Samedi 21 juillet 2012

Interview de Gilles Munier (7 Jours  – Rennes – 21/7/12)

Deux livres du Rennais Gilles Munier viennent d’être republiés aux Editions Encre d’Orient : « Les Espions de l’or noir » et « Zabiba et le roi », un roman de Saddam Hussein dont l’acteur Sacha Baron Cohen s’est inspiré pour « Le dictateur », son dernier film burlesque. Gilles Munier qui s’est rendu l’an dernier en Libye et en Syrie, porte un regard critique sur les événements qui secouent les pays arabes et sur le jeu des Occidentaux.

7 Jours : Une guerre civile ensanglante la Syrie depuis 16 mois. Rien ne semble pouvoir y mettre un terme. En France, Laurent Fabius poursuit en la développant la politique interventionniste d’Alain Juppé dans ce pays. Fallait-il s’y attendre ?

Gilles Munier : Oui, car la Syrie est considérée par l’Otan comme faisant encore un peu partie du giron français. La marge de manœuvre de la France y est donc, pour des raisons historiques, plus grande qu’ailleurs où les Etats-Unis imposent leurs desideratas. Il ne faut pas oublier que ce pays a longtemps été appelé la « France d’Orient », et pas seulement du temps des croisades. Le souvenir laissé par la France en Syrie après la 1ère Guerre mondiale n’est pas très glorieux. La IIIème République y réprimait violemment les nationalistes hostiles à l’occupation de leur pays décidée par la SDN, l’ONU de l’époque. Deux bombardements de Damas, en 1925 et 1926, firent respectivement 1500 et 5000 morts… La Syrie s’est retrouvée un temps partitionnée en entités confessionnelles et ethniques… ce qui risque d’advenir si la guerre civile actuelle dégénère.

7 Jours : Renverser Bachar al-Assad n’est pas évident, mais si cela arrivait, qui le remplacerait : les Frères Musulmans ?

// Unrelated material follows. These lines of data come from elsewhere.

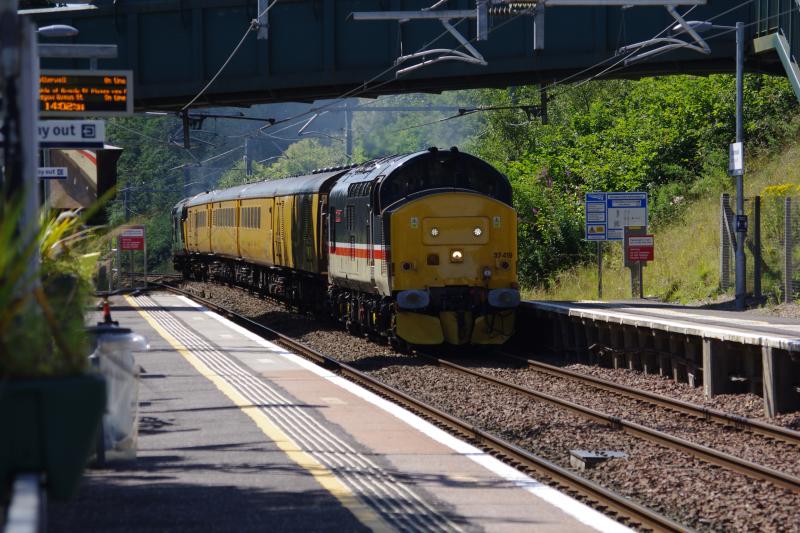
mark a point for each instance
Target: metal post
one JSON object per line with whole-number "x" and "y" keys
{"x": 248, "y": 161}
{"x": 145, "y": 263}
{"x": 741, "y": 279}
{"x": 787, "y": 252}
{"x": 757, "y": 247}
{"x": 19, "y": 82}
{"x": 599, "y": 270}
{"x": 127, "y": 217}
{"x": 724, "y": 243}
{"x": 641, "y": 279}
{"x": 543, "y": 104}
{"x": 348, "y": 132}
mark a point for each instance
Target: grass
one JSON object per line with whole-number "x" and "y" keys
{"x": 686, "y": 266}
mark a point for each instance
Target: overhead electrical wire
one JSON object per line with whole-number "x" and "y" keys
{"x": 364, "y": 86}
{"x": 251, "y": 27}
{"x": 611, "y": 68}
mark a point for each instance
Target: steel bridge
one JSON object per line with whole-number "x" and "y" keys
{"x": 316, "y": 49}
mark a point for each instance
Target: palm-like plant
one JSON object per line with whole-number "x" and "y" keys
{"x": 41, "y": 320}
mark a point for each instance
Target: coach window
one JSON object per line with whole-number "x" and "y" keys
{"x": 351, "y": 218}
{"x": 332, "y": 228}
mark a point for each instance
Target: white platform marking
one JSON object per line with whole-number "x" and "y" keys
{"x": 332, "y": 400}
{"x": 581, "y": 512}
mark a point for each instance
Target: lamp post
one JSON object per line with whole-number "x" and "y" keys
{"x": 741, "y": 221}
{"x": 736, "y": 161}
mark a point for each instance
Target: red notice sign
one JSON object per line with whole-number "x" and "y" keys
{"x": 132, "y": 238}
{"x": 640, "y": 248}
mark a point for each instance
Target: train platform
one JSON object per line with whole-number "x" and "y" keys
{"x": 237, "y": 434}
{"x": 745, "y": 327}
{"x": 726, "y": 352}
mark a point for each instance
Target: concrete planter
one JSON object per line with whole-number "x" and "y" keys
{"x": 49, "y": 426}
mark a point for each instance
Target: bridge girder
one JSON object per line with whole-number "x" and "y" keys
{"x": 316, "y": 51}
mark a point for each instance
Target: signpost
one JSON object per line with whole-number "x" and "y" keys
{"x": 79, "y": 93}
{"x": 607, "y": 216}
{"x": 132, "y": 239}
{"x": 71, "y": 133}
{"x": 640, "y": 248}
{"x": 52, "y": 173}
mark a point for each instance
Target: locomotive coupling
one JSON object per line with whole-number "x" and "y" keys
{"x": 504, "y": 298}
{"x": 413, "y": 299}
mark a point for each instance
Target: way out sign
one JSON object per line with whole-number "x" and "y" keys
{"x": 132, "y": 239}
{"x": 640, "y": 247}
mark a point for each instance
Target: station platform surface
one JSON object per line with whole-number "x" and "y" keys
{"x": 745, "y": 327}
{"x": 237, "y": 434}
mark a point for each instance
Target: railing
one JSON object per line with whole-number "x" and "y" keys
{"x": 772, "y": 16}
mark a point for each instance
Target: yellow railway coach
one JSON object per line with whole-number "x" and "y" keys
{"x": 420, "y": 248}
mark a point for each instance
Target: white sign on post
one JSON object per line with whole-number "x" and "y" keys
{"x": 736, "y": 159}
{"x": 71, "y": 133}
{"x": 52, "y": 173}
{"x": 608, "y": 213}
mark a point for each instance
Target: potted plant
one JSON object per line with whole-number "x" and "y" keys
{"x": 50, "y": 405}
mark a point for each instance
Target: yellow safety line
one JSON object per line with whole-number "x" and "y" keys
{"x": 365, "y": 514}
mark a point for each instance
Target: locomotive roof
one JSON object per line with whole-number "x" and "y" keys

Gilles Munier : Je ne sais pas à qui Fabius pensait lorsqu’il a dit sur France Inter, le 15 juin, qu’il y a des discussions « très précises et très difficiles » pour trouver un successeur au président syrien, donnant l’impression que le peuple syrien n’avait pas voix au chapitre. Les Frères Musulmans, principale force de l’opposition, n’en sont pas à leur première tentative de renversement des régimes militaires syriens. Cette fois, ils se sont d’abord alliés à l’ex-baasiste Abdel Halim Khaddam, ancien vice-président de Bachar al-Assad, réfugié politique en France. Puis, ils ont préféré jouer leur propre partition, fort du soutien des services secrets occidentaux.

On peut dire pis que pendre de Bachar al-Assad: qu’il n’a pas tenu ses promesses de réformes ; qu’il n’a pas su faire évoluer le parti Baas ; qu’il n’a pas réduit la part des Alaouites – sa secte religieuse – omniprésents aux postes clés de l’Etat ; qu’il veut tout régler par la force ; qu’il réagit toujours avec un temps de retard, comme dépassé par les événements. En août 2011, à Damas, un ami m’a demandé ce que je pensais de lui. J’ai répondu : il est foutu !

Cela dit, de grâce, laissons Assad et les Syriens décider seuls de leur avenir. Les Frères Musulmans ont leur place au parlement syrien, comme ailleurs. L’important est qu’un dialogue s’engage entre les parties en conflit, que les militaires s’effacent, à commencer dans le parti Baas… Malheureusement, sur le terrain, la crise n’en prend pas le chemin.

7 Jours : En effet, mercredi, à Damas, un attentat a visé le bâtiment ultra-sécurisé de la sécurité nationale, tuant plusieurs hauts dirigeants, des quartiers périphériques sont mitraillés par des hélicoptères de combat…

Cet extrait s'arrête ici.